I have, hitherto, dealt largely with bacterial genetics, especially vector
borne diseases like Borrelia burgdorferi(Lyme Disease) and Rickettsia
(Spotted Fever, et. al.).  When dealing with organisms that do not form
reproductively isolated clades, I have to get to the nitty gritty, genes
that can differentiate species in the absence of observable reproduction and
other characteristics. Not easy!  The neat thing is, most of these genes can
be used in the same office for vertebrates.  Therefor, I have a habit of
ignoring phenotype.  I was part of the group that discovered two additional
species of Borrelia in Europe that also caused Lyme Disease, hence the
nomenclature now reads Borrelia burgdorferi sensu strictu, or sensu lato, or
B. garini and B. afszelli(I hope I spelt those right, don't have the
articles at hand).  These species can only be clearly differentiated, as far
as I know, (I gave up on that field years ago when it became too
political!), genetically.  Perhaps I shouldn't carry this attitude over to
other fields. I apologize if I have ruffled some feathers. Like I alluded
to, I test things blind, isolate the DNA, PCR amplify genes or parts of
genes of interest, sequence them directly(no cloning here!), and computer
analyse the data. Then I label the results. The trouble is, what I have
related is what I got, and that is that among frogs, snakes, salamanders,
iguanas, birds, humans, rats, mice, rabbits, protists, algae, fungi....,
dinos and mammals clade together.  According to a  paper by Blair
Hedges(referenced above), 18S rRNA, myoglobin and B hemoglobin gene sequence
analysis indicated a close relationship between birds and mammals.  This was
using whole gene sequences, and Blair Hedges did not have dinosaur sequence
for that gene..  I simply have not, and maybe will not be able to get entire
dino gene sequences. Also, the informative characters that link mammals and
birds in Hedges analysis are in parts of the gene I have not been able to
recover from the dinos that I have. The parts of the gene that I can analyse
for a theropod and an ornithischian, show a closer relationship to mammals
than anything else for which there is sequence.  In my analyses, I include
only those segments of the gene from extant organisms that are contiguous
with the dinos.  For instance, I analyse only bases 60 through 283 of bird
18S, dino 18S and other extant 18S sequences available. Using only this
region of the gene, the birds diverge earlier than do the mammals and dinos.
This segment of the gene is not exactly representative of the whole gene,
but is good enough to show a trend.  Since, using the whole gene, birds and
mammals form sister clades, and using a partial sequence, dinos and mammals
form sister clades, it may be that all three are linked in some fashion.  

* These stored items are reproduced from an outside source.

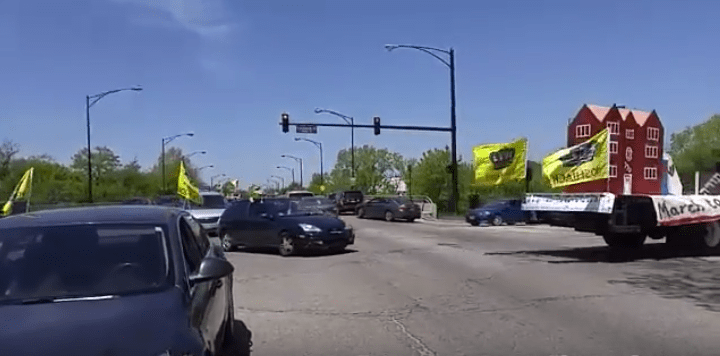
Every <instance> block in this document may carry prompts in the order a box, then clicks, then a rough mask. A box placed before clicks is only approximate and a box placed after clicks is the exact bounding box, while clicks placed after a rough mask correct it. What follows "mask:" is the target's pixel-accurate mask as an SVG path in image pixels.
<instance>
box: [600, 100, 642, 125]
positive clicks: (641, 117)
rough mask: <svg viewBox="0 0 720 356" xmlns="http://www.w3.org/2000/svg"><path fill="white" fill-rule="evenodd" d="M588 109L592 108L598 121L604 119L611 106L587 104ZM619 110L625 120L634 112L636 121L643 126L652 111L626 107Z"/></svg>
mask: <svg viewBox="0 0 720 356" xmlns="http://www.w3.org/2000/svg"><path fill="white" fill-rule="evenodd" d="M587 107H588V109H590V112H592V113H593V115H595V117H596V118H597V119H598V121H602V120H603V119H604V118H605V115H607V113H608V112H609V111H610V109H611V108H610V107H607V106H598V105H587ZM618 111H619V112H620V116H621V117H622V119H623V121H625V120H626V119H627V117H628V115H629V114H630V113H632V114H633V117H634V118H635V122H637V123H638V125H640V126H643V125H645V122H646V121H647V119H648V117H650V113H649V112H647V111H642V110H635V109H633V110H630V109H625V108H618Z"/></svg>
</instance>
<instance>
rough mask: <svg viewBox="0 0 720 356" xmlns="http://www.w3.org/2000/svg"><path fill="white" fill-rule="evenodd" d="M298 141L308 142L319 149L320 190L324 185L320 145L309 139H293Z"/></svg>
mask: <svg viewBox="0 0 720 356" xmlns="http://www.w3.org/2000/svg"><path fill="white" fill-rule="evenodd" d="M300 140H303V141H307V142H310V143H312V144H314V145H315V146H317V147H318V148H319V149H320V187H321V188H320V189H322V187H323V184H324V181H323V167H322V143H321V142H318V141H313V140H311V139H309V138H305V137H295V141H300Z"/></svg>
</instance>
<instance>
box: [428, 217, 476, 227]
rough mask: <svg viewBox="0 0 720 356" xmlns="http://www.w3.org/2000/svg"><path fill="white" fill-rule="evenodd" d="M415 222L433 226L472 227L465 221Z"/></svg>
mask: <svg viewBox="0 0 720 356" xmlns="http://www.w3.org/2000/svg"><path fill="white" fill-rule="evenodd" d="M415 221H417V222H421V223H423V224H431V225H446V226H470V224H468V223H467V222H466V221H465V220H442V219H417V220H415Z"/></svg>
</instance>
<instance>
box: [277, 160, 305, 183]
mask: <svg viewBox="0 0 720 356" xmlns="http://www.w3.org/2000/svg"><path fill="white" fill-rule="evenodd" d="M280 157H283V158H292V159H294V160H295V161H296V162H298V163H300V188H302V187H303V183H302V158H298V157H295V156H291V155H282V156H280Z"/></svg>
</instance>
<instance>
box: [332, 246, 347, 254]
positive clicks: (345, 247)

You're probably asking yourself how birds can be related to mammals.  You
are doing the same thing you are accusing me of, assuming a priori that your
morphological comparisons are more important.  What you should consider is
that at a physiological level, birds( and dinos) may indeed be more closely
related to mammals- ie. warm blooded, bipedal posture in some cases,
insulated(hair, feathers, whatever!) than reptiles or fish, and sharing
other similarities that may not be immediately apparent.  Consider the
monotremes, egg laying mammals, with, I believe(again correct me if I am
wrong), nucleated red blood cells.

Well, I'll stop here and anxiously await the replies.


PS- by the way, I'm most curious about Ruben's respiratory turbinates. Have
you any references dealing with those features? What can you tell me about them?